Anil, vive la sua posizione ma raccontando quanto è accaduto ad Ahmed e sua moglie riesce ad andare oltre alla sua vita di uomo ricco indiano e ci dona l’immagine dell’India di oggi che molte volte la retorica e propaganda ammanta come uno stato perfetto, invece è un popolo dai numerosi problemi quanto e come moltissime democrazie mondiali. Il ruolo della donna nella cultura e società oppure l’appartenenza religiosa come stigma sono elementi presenti in questo libro e ne caratterizzano e influenzano la struttura.

I motti di Ahmed riportati in molte pagine sono di una garbo e saggezza che stonano con il pragmatico nichilismo del mondo d’oggi.

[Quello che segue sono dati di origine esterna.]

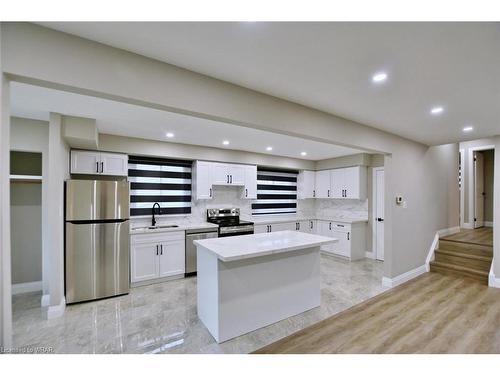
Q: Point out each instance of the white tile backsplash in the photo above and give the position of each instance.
(230, 196)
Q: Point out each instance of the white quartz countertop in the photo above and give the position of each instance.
(288, 218)
(181, 225)
(256, 245)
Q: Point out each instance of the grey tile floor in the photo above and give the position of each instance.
(162, 318)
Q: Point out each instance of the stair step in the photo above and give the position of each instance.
(473, 261)
(467, 248)
(453, 269)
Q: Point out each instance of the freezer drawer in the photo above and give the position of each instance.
(97, 200)
(97, 260)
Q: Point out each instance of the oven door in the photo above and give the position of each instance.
(237, 230)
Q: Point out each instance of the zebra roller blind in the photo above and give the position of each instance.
(276, 192)
(165, 181)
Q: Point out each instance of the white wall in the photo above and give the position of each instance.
(58, 171)
(96, 69)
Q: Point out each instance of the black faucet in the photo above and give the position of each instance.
(153, 221)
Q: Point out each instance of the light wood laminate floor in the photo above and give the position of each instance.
(433, 313)
(480, 236)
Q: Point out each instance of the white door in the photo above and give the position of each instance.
(307, 182)
(322, 184)
(250, 188)
(337, 183)
(203, 185)
(478, 190)
(172, 258)
(378, 207)
(237, 174)
(261, 228)
(85, 162)
(220, 174)
(351, 183)
(144, 261)
(114, 164)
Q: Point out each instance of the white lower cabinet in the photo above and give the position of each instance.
(352, 238)
(156, 255)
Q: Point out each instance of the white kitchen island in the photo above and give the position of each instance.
(248, 282)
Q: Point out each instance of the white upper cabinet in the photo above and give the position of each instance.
(250, 190)
(95, 162)
(85, 162)
(342, 183)
(202, 184)
(208, 174)
(322, 184)
(306, 185)
(337, 183)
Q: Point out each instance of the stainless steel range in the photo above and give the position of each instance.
(228, 220)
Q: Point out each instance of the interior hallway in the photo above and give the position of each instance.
(433, 313)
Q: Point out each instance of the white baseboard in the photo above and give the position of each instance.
(57, 310)
(20, 288)
(369, 254)
(404, 277)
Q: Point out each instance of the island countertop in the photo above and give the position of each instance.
(256, 245)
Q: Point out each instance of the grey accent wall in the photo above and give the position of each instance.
(26, 231)
(489, 165)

Non si deve cercare la felicità, per la felicità ci si deve solo fermare

La patina frivola e leggera. Il benessere esibito nasconde crepe profonde e slabbrate di un capitalismo che eleva alcuni, schiacciando e provocando macerie.

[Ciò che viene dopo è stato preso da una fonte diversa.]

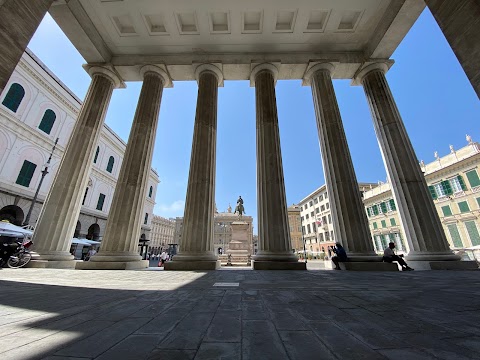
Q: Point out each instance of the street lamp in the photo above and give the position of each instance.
(44, 173)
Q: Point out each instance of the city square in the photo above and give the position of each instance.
(145, 232)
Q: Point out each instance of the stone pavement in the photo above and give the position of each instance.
(67, 314)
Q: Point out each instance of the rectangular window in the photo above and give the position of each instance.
(455, 235)
(463, 207)
(26, 173)
(473, 232)
(457, 184)
(446, 210)
(473, 179)
(101, 200)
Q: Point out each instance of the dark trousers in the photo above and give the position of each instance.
(395, 258)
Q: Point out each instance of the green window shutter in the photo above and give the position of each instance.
(447, 187)
(446, 211)
(111, 161)
(383, 206)
(101, 200)
(473, 179)
(463, 206)
(96, 155)
(14, 97)
(26, 173)
(462, 183)
(473, 232)
(392, 204)
(47, 121)
(455, 235)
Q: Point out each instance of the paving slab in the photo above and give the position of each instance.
(62, 314)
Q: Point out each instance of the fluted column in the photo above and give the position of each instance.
(196, 249)
(55, 227)
(424, 233)
(274, 245)
(119, 248)
(19, 19)
(349, 218)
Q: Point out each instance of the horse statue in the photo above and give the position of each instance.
(239, 208)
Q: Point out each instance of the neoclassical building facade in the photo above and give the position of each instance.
(159, 42)
(454, 185)
(36, 109)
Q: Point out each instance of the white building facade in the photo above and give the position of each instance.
(35, 109)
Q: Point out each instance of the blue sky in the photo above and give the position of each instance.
(436, 101)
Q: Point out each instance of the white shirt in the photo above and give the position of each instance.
(388, 252)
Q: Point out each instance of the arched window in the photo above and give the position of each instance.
(14, 97)
(111, 161)
(47, 121)
(26, 173)
(96, 155)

L’amore trascende le esistenze e non può essere sconfitto e contaminato. La realizzazione di ognuno può esserci e compiersi nella sfera dell’affettività. Kahir ci insegna in queste pagine che il non omologarsi e l’apparire diversi per modi e comportamenti è una ricchezza ed uno dei vari sentieri su cui intraprendere e vivere il nostro quotidiano.

A cura di Francesco Morra

www.youtube.com/user/Vetriera

 

Tabish Khair


Tabish Khair: Nato e cresciuto in una piccola città del Bihar, in India,Tabish Khair vive in Danimarca. È autore di romanzi, racconti, inchieste giornalistiche, scritti di viaggio, oltre che di studi accademici sul romanzo, postcolonialismo, immaginario gotico, rappresentazione del terrorismo internazionale. Per la sua produzione letteraria e saggistica ha vinto importanti premi internazionali e ha ottenuto affiliazioniaccademiche in India, Gran Bretagna e a Hong-Kong. Le sue opere,oggetto di importanti studi monografici, sono tradotte in molte lingue.